With salons closed this spring, at-home #browlamination clips spiked on TikTok. This microblading alternative, which is actually marketed as a lash-lift kit, chemically straightens each brow hair and sets them in a shape you create with a clean mascara wand, giving the illusion of fullness in a noninvasive way. TikToker Ash watched a few videos “and just winged it,” she says. The treatment can last up to a month, so Ash suggests practicing shaping your brows with body lotion first; once you start, you have to move pretty fast. She was impressed with the results: “I have a lot of really thick brow hair, and it lasted for three weeks.”

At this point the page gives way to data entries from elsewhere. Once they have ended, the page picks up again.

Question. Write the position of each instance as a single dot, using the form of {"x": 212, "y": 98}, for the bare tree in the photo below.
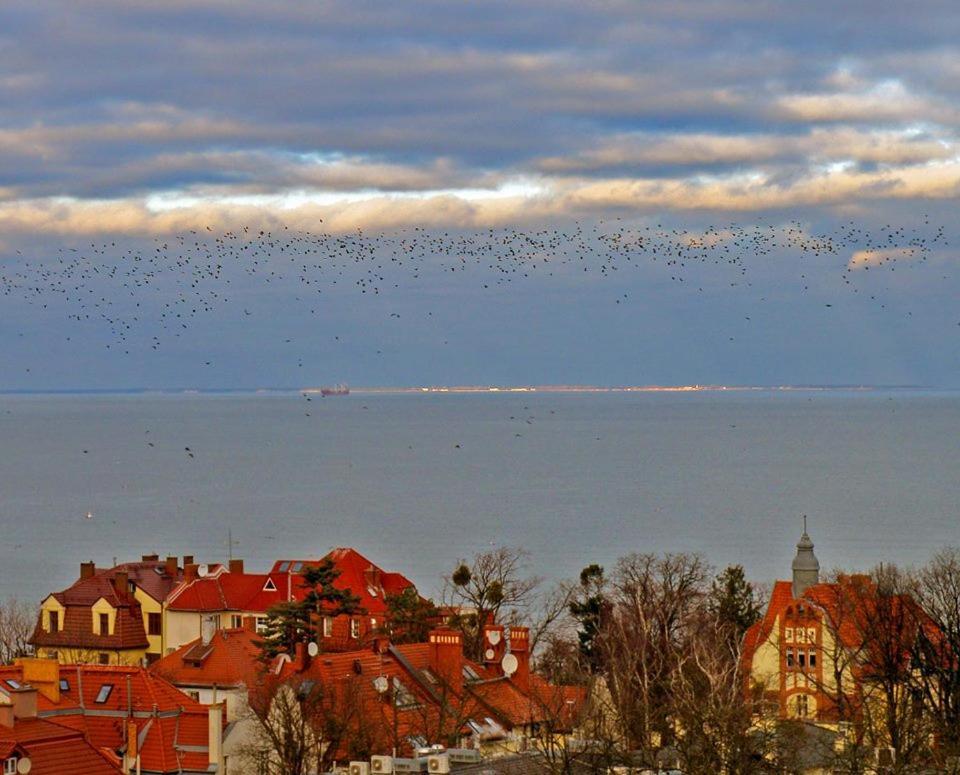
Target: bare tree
{"x": 653, "y": 601}
{"x": 494, "y": 582}
{"x": 936, "y": 588}
{"x": 17, "y": 621}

Another popular brow product (that’s actually not a brow product) is Just for Men Beard and Mustache Dye, which astute TikTokers discovered works on more than five o’clock shadows. After Hannah showed off her new darker, fuller brows, courtesy of Just for Men, the trick made the rounds on TikTok. “Don’t use the brush that comes with it. Use a pointed eye-shadow brush instead,” she advises. “It helps you stay inside the lines.” But even if you mess up, Hannah points out that semi-permanent dye will fade over a few weeks.